- Born: August 28, 1935 Sekondi, Western Region
- Died: April 22, 2023 (aged 87)
- Citizenship: Ghanaian
- Education: Achimota School; University of London;
- Scientific career
- Thesis: Vegetative anatomy and taxonomy of the dioscoreaceae (1966)

= Edward S. Ayensu =

Ghanaian scientist (1935–2023)

Edward Solomon Ayensu (August 28, 1935 – April 22, 2023) was a Ghanaian life scientist and professor. He was an international development advisor on science, technology and economic development. He was a founding Fellow of the African Academy of Sciences.

== Education ==
Ayensu was born in Sekondi in Western Region of Ghana on 28 August 1935. Ayensu obtained his doctorate from the University of London, and was appointed a visiting fellow at Wolfson College, Oxford University. His doctoral research considered the taxonomy of dioscorea.

== Career ==
In 1978, the Smithsonian Institution established the Office of Biological Conservation, with Ayensu as director. Here he was responsible for the Smithsonian conservation activities, and the development of new conservation initiatives. Here he wrote "Endangered and Threatened Plants of the United States."

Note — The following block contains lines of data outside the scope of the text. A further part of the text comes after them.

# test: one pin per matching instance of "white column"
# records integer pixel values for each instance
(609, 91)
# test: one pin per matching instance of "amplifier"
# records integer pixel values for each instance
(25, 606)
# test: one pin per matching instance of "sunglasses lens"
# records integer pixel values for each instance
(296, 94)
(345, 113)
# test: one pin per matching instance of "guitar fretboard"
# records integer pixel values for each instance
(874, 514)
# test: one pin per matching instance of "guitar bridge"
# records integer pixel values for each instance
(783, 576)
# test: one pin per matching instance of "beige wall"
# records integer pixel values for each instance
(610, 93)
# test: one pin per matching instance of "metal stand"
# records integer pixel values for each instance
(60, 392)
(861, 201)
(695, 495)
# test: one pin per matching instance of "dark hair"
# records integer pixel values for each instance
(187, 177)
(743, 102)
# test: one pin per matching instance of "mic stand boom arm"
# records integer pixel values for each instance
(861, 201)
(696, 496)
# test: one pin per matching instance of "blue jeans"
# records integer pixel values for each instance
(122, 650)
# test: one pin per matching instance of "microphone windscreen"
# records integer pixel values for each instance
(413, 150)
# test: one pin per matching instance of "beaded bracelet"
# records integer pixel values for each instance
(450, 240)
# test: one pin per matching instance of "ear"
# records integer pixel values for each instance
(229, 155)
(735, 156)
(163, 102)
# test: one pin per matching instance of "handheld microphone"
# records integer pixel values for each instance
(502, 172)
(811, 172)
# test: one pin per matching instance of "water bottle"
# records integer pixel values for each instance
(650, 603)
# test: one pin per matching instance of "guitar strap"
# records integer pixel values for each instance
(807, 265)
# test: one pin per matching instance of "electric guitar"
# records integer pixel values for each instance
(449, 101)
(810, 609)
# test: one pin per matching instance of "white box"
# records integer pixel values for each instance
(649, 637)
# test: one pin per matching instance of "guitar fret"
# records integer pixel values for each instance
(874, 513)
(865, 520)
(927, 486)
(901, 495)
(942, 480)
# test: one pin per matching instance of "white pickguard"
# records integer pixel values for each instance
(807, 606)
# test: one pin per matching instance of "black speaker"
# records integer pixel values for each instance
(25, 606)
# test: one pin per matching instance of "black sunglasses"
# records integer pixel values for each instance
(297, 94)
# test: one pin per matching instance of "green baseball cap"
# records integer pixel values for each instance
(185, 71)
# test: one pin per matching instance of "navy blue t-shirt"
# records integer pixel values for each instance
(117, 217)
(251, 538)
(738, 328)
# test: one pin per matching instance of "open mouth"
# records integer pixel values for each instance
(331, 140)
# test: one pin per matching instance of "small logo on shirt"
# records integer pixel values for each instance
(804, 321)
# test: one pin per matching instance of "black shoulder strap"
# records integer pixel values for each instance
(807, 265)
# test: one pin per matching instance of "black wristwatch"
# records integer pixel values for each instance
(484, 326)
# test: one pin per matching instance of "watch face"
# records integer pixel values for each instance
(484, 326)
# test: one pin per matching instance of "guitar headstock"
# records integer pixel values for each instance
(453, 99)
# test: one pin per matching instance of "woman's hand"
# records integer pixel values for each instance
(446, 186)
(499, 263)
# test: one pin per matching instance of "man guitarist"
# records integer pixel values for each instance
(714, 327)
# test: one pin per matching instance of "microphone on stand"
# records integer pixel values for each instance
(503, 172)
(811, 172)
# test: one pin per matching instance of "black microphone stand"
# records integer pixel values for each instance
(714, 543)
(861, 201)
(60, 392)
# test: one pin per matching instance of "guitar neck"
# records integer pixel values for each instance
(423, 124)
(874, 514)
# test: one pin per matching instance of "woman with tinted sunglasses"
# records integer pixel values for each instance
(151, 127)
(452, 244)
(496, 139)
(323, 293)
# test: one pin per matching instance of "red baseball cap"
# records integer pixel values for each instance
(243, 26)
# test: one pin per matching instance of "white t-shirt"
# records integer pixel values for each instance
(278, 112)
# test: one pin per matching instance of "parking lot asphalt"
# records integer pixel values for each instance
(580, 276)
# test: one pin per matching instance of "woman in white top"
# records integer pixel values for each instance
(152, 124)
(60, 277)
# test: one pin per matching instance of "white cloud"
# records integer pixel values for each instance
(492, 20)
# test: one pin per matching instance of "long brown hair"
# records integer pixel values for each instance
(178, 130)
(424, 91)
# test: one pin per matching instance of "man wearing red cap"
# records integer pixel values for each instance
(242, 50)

Ayensu held many leadership positions in African sciences, including acting as the Chairman of the Presidential Advisory Council on Science, Technology and Innovation (PACSTI) Ghana, chairman of the board of trustees of the African Institute for Mathematical Sciences (AIMS) Ghana, chairman of the board of trustees of the Accra Institute of Technology (AIT) and president of the Energy Globe Foundation. He was Chairman of the World Bank Inspection Panel; chairman of the Council for Scientific and Industrial Research (CSIR) Ghana; senior advisor to the president and director of Central Projects Department, African Development Bank and President of the Pan-African Union for Science and Technology. He was also formerly member of the board of trustees of the UN University for Peace, member of the advisory board of the Sustainable Forestry Management Limited (SFM) and secretary-general of the International Union of Biological Sciences and he was the founding chairman of the African Biosciences Network.

== Honours and recognition ==
In addition to being a Fellow of the Ghana Academy of Arts and Sciences, Ayensu was a Foreign Fellow of the India National Sciences Academy, Fellow of TWAS Academy of Sciences for the Developing World, Founding Fellow of the African Academy of Sciences and Fellow of the New York Academy of Sciences. He was awarded the TWAS Medal in Biology in 2004.

He travelled extensively the world over for field research in the biological sciences and workshops, meetings and conferences on environment and development; and as a consultant on science and technology for development especially in agro-industries, energy and mining in developing countries and the promotion of private sector initiatives in Africa.

Ayensu has authored many books and published numerous scientific and technical papers. In 1997 he authored a book named Ashanti Gold.

== Personal life ==
His mother, Grace Ayensu was a member of parliament during the first republic. He was a prolific writer and an amateur photographer.